Sexual intercourse began
In nineteen sixty-three
(which was rather late for me) –
Between the end of the Chatterley ban
And the Beatles’ first LP.

This is the opening verse of Philip Larkins classic poem Annus Mirabilis, a poem which I consider to be one of my favourites of all time.  Larkin was generally acknowledged as  curmudgeonly,  and one of the most miserable men in England; he once said  of himself that ‘deprivation is for me what daffodils were for Wordsworth’. He was an inveterate letter-writer, and those published after his death in 1985 reveal his right wing views and his racist language. Indeed one historian described him as a ‘casual, habitual racist and an easy misogynist’. He also had a taste for soft porn – though had he still been alive today I expect he would have graduated to the hard stuff! There is no doubt that he had lecherous tendancies; and he conducted three seperate affairs together during one period of his life.  Tough cookie!

“Morning, noon & bloody night,
Seven sodding days a week,
I slave at filthy WORK, that might
Be done by any book-drunk freak.
This goes on until I kick the bucket.

He was born in Coventry in 1922, earning the title ‘the bard of Coventry, though he worked most of his life as University librarian at the University of Hull. He wrote two early novels before turning almost exclusively to poetry, although he did contribute a lot to Lucky Jim, the first novel of his great friend Kingsley Amis. His first published collection was called The North Ship, but it was his second collection The Less Deceived, that got him noticed.

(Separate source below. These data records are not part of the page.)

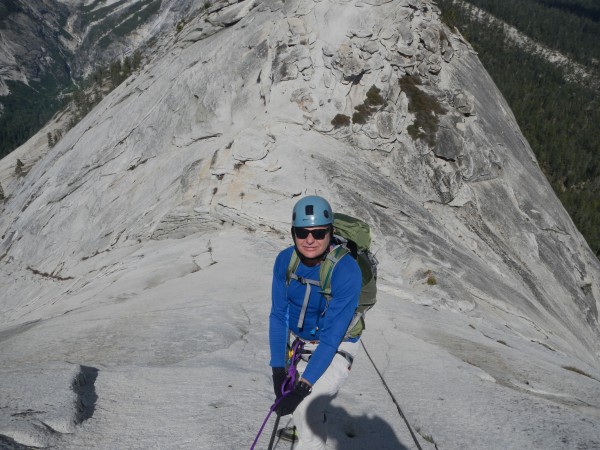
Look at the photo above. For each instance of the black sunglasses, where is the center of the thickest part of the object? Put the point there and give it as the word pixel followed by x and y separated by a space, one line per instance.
pixel 319 235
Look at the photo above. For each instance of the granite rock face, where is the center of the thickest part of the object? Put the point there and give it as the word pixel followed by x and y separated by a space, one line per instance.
pixel 376 105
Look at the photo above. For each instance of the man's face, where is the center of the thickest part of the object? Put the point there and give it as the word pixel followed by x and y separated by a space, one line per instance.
pixel 308 245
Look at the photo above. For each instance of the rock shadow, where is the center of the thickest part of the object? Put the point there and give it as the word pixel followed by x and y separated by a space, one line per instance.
pixel 348 432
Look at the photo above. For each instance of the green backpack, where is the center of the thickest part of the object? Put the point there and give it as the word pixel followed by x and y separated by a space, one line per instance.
pixel 351 236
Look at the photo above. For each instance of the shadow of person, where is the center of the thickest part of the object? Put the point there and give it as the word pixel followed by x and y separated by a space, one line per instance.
pixel 347 432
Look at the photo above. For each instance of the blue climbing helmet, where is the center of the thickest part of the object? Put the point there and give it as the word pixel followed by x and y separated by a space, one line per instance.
pixel 312 211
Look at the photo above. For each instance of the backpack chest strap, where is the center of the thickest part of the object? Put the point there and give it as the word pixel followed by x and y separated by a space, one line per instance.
pixel 308 283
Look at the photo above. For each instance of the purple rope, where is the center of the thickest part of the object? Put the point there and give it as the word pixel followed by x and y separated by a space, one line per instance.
pixel 288 384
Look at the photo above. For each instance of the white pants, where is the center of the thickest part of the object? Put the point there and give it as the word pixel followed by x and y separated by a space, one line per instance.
pixel 309 417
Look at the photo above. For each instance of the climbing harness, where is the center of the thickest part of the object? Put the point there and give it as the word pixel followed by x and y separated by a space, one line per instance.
pixel 392 396
pixel 295 355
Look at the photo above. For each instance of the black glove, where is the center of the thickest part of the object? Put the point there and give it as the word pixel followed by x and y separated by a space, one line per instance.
pixel 279 376
pixel 290 402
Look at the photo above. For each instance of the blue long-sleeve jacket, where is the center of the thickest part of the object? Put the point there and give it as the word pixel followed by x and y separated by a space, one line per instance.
pixel 328 329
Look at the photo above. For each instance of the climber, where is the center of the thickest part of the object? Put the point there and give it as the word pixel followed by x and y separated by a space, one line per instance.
pixel 300 310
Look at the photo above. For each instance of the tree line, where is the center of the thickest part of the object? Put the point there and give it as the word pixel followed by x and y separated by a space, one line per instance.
pixel 93 89
pixel 559 118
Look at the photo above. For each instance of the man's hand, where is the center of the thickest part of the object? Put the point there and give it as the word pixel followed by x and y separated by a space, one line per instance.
pixel 290 402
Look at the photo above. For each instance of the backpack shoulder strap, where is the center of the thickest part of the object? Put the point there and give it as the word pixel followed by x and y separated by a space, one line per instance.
pixel 292 267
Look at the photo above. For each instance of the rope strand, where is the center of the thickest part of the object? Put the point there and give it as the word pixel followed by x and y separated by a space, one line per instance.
pixel 392 396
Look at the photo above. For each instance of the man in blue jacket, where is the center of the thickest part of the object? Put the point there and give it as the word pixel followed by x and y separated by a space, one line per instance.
pixel 300 311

They fuck you up, your mum and dad.
They may not mean to, but they do.
They fill you with the faults they had
And add some extra, just for you.

But they were fucked up in their turn
By fools in old-style hats and coats,
Who half the time were soppy-stern
And half at one another’s throats.

Man hands on misery to man.
It deepens like a coastal shelf.
Get out as early as you can,
And don’t have any kids yourself.” 

Undoubtably one of England’s finest poets, he couldn’t stand pretentiousness and once commented;  “I can’t understand these chaps who go round American universities explaining how they write poems: It’s like going round explaining how you sleep with your wife.”